La Resurrezione di Piero della Francesca: analisi dell’opera
Basta varcare l’ingresso del Museo Civico di Sansepolcro per ammirare la:
- Resurrezione di Piero della Francesca.
Infatti, questa opera (a volte indicata come un affresco ma è più corretto definirla un dipinto murale) è sempre stata qui. Al massimo in una posizione leggermente diversa rispetto a quella attuale. L’opera venne realizzata nella sala dei Conservatori all’interno del Palazzo dei Conservatori (oggi sede del Museo) e portata a conclusione intorno all’anno 1460.
Il soggetto raffigurato da Piero è l’emblema stesso del comune toscano. Il Cristo che si leva dal sepolcro riporta immediatamente alla mente il toponimo stesso del borgo: Sansepolcro appunto.
E lo stesso Piero, già bambino, aveva osservato innumerevoli volte all’interno del Duomo della cittadina il Polittico della Resurrezione di Niccolò di Segna del secolo XIV. Il tema iconografico si ripete: il Cristo che sovrasta il sepolcro con i soldati romani addormentati ai suoi piedi. Ciò che cambia radicalmente è la resa stilistica e pittorica. La Resurrezione di Piero della Francesca è il trionfo delle regole matematiche e prospettiche rinascimentali di cui il pittore era maestro assoluto.
Un Cristo ieratico, dal corpo atletico come quello di una scultura greco-romana, divide la composizione in due parti. Sulla sinistra dell’opera si intravede un paesaggio brullo e rinsecchito. Dall’altra parte la natura è verdeggiante e rigogliosa. Al centro Gesù, che regge il vessillo crociato simbolo del suo trionfo, si erge maestoso con un piede ben piantato sul sepolcro.
Oltre che destra-sinistra, la Resurrezione di Piero della Francesca può essere letta anche nel senso alto-basso.

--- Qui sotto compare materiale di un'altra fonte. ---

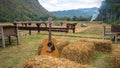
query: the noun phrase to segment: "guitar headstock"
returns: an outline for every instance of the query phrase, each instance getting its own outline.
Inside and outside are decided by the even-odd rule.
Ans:
[[[50,24],[52,24],[52,17],[49,17],[49,18],[48,18],[48,22],[49,22]]]

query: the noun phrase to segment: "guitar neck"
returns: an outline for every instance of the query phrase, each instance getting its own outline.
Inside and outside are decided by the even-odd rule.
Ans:
[[[49,22],[49,42],[51,42],[51,24],[52,24],[52,18],[48,18],[48,22]]]

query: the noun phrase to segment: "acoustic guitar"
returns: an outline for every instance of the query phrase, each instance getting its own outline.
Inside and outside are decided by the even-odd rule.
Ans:
[[[51,24],[52,24],[52,18],[48,18],[49,22],[49,38],[45,39],[42,43],[43,48],[41,50],[41,55],[50,55],[53,57],[59,57],[59,53],[56,47],[56,39],[51,37]]]

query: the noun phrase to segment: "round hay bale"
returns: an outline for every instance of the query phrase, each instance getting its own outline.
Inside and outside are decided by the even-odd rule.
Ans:
[[[90,62],[94,52],[95,46],[93,43],[76,41],[63,48],[61,57],[77,63],[86,64]]]
[[[120,68],[120,45],[113,46],[111,60],[112,68]]]
[[[112,42],[110,40],[101,40],[101,39],[79,39],[78,41],[92,42],[95,45],[95,50],[100,52],[111,52]]]
[[[58,51],[59,51],[59,54],[61,54],[62,49],[63,49],[65,46],[67,46],[68,44],[69,44],[69,42],[66,41],[66,40],[63,40],[63,39],[58,40],[56,46],[57,46],[57,49],[58,49]]]
[[[30,58],[23,68],[92,68],[88,65],[81,65],[63,58],[52,56],[35,56]]]

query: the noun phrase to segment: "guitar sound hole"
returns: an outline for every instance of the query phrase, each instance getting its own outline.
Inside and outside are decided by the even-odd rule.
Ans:
[[[54,46],[54,44],[53,44],[52,42],[49,42],[49,43],[48,43],[48,47],[50,48],[50,50],[47,51],[47,52],[49,52],[49,53],[52,53],[52,52],[55,50],[55,46]]]

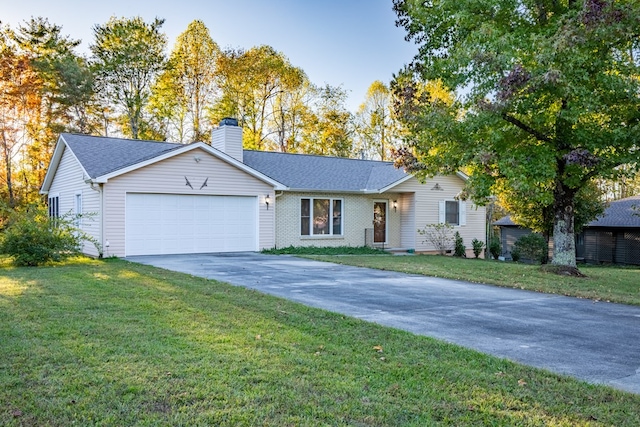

Nella parte alta del quadro, il Cristo trionfante posto sul piano divino. Ai suoi piedi, sul piano terreno, appaiono invece i soldati addormentati appoggiati al sepolcro e persi in un sonno inquieto. È il sonno mortale che attanaglia coloro che non credono nella Resurrezione di Cristo, salvatore del mondo.
Nel volto del secondo soldato da sinistra, da sempre si è voluto riconoscere un autoritratto di Piero. Forse appoggiandosi al vessillo crociato, Piero aveva dato a se stesso una speranza di salvezza?
L’interrogativo non è di facile risoluzione. L’unica cosa certa è che ammirando la Resurrezione di Piero della Francesca – nel silenzio della sala dei Conservatori – ci sembra proprio di ammirare l’opera più bella del mondo. Così la definì Aldous Huxley. E quelle parole, che risuonarono salvifiche nella testa del capitano Clarke, hanno permesso la sopravvivenza di questo capolavoro dell’arte mondiale.